Demand for international tourism was strongest for destinations in Asia and the Pacific (+6 per cent), Africa (+6 per cent) and Europe (+5 per cent). The leading sub-regions were South-East Asia (+10 per cent), Central and Eastern Europe (+7 per cent), Southern and Mediterranean Europe (+6 per cent) and North Africa (+6 per cent).
“2013 was an excellent year for international tourism” said UNWTO secretary-general, Taleb Rifai. “The tourism sector has shown a remarkable capacity to adjust to the changing market conditions, fuelling growth and job creation around the world, despite the lingering economic and geopolitical challenges. Indeed, tourism has been among the few sectors generating positive news for many economies”, he added.
UNWTO forecasts international arrivals to increase by 4 per cent to 4.5 per cent in 2014, again above its long-term forecast of +3.8 per cent per year between 2010 and 2020. The UNWTO Confidence Index, based on the feedback from over 300 experts worldwide, confirms this outlook with prospects for 2014 higher than in previous years.
“The positive results of 2013, and the expected global economic improvement in 2014, set the scene for another positive year for international tourism. Against this backdrop, UNWTO calls upon national governments to increasingly set up national strategies that support the sector and to deliver on their commitment to fair and sustainable growth”, added Mr Rifai.
2014 regional prospects are strongest for Asia and the Pacific (+5 per cent to +6 per cent) and Africa (+4 per cent to +6 per cent), followed by Europe and the Americas (both +3 per cent to +4 per cent). In the Middle East (0 per cent to +5 per cent) prospects are positive yet volatile.
Europe led growth in absolute terms, welcoming an additional 29 million international tourist arrivals in 2013, raising the total to 563 million. Growth (+5 per cent) exceeded the forecast for 2013 and is double the region’s average for the period 2005-2012 (+2.5 per cent a year). This is particularly remarkable in view of the regional economic situation and as it follows an already robust 2011 and 2012. By sub-region, Central and Eastern Europe (+7 per cent) and Southern Mediterranean Europe (+6 per cent) experienced the best results.
In relative terms, growth was strongest in Asia and the Pacific (+6 per cent), where the number of international tourists grew by 14 million to reach 248 million. South-East Asia (+10 per cent) was the best performing sub-region, while growth was comparatively more moderate in South Asia (+5 per cent), Oceania and North-East Asia (+4 per cent each).
The Americas (+4 per cent) saw an increase of six million arrivals, reaching a total of 169 million. Leading growth were destinations in North and Central America (+4per cent each), while South America (+2 per cent) and the Caribbean (+1 per cent) showed some slowdown as compared to 2012.

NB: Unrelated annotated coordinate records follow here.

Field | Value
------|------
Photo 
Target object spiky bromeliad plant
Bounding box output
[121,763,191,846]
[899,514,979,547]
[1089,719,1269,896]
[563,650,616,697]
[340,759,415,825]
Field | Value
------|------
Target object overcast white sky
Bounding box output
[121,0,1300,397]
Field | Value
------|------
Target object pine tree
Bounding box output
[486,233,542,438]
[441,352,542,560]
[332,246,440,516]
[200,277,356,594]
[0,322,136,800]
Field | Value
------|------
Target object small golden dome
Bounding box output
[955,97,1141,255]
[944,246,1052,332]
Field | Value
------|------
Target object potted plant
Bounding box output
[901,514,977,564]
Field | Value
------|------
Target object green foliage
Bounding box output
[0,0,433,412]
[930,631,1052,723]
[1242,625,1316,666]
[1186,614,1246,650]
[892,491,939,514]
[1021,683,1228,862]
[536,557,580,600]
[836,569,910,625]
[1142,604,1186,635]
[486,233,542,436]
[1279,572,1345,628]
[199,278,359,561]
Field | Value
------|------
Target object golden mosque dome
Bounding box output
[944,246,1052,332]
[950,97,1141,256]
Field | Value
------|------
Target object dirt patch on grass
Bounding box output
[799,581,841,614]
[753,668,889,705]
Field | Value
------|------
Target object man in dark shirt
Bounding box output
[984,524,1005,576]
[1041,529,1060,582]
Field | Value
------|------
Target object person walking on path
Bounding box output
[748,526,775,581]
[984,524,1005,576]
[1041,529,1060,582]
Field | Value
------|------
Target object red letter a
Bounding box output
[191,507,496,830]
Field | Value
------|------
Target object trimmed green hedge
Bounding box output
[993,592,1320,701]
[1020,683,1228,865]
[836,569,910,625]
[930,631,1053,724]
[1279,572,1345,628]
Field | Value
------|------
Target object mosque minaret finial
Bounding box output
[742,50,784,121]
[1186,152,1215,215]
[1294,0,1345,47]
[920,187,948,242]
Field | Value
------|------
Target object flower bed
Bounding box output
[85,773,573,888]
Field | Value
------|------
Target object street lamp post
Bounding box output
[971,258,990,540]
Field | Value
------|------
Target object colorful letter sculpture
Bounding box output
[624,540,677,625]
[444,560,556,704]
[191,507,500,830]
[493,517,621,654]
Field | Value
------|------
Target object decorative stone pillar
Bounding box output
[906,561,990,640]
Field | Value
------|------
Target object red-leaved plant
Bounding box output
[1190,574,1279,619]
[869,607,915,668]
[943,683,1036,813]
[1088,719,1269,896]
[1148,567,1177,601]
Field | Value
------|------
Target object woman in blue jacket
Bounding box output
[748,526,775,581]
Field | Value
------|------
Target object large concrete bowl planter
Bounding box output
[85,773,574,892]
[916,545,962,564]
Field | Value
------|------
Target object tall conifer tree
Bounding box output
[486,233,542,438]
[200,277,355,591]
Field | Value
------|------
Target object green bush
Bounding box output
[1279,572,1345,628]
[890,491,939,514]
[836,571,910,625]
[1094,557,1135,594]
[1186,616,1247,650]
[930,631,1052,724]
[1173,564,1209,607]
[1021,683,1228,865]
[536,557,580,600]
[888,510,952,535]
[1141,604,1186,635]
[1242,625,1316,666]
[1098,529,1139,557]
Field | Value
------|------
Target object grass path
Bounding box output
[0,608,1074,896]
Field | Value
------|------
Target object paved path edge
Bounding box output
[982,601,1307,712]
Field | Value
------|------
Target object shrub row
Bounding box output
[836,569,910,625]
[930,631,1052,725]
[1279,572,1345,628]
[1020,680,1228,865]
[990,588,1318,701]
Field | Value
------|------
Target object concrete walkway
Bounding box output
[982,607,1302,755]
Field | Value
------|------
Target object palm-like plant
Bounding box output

Africa (+6 per cent) attracted three million additional arrivals, reaching a new record of 56 million, reflecting the on-going rebound in North Africa (+6 per cent) and the sustained growth of Sub-Saharan destinations (+5 per cent). Results in the Middle East (+0 per cent at 52 million) were rather mixed and volatile.
Among the ten most important source markets in the world, Russia and China clearly stand out. China, which became the largest outbound market in 2012 with an expenditure of US$ 102 billion, saw an increase in expenditure of 28 per cent in the first three quarters of 2013. The Russian Federation, the 5th largest outbound market, reported 26 per cent growth through September.
The performance of key advanced economy source markets was comparatively more modest. France (+6 per cent) recovered from a weak 2012 and the United States, the United Kingdom, Canada and Australia all grew at 3 per cent. In contrast, Germany, Japan and Italy reported declines in outbound expenditure.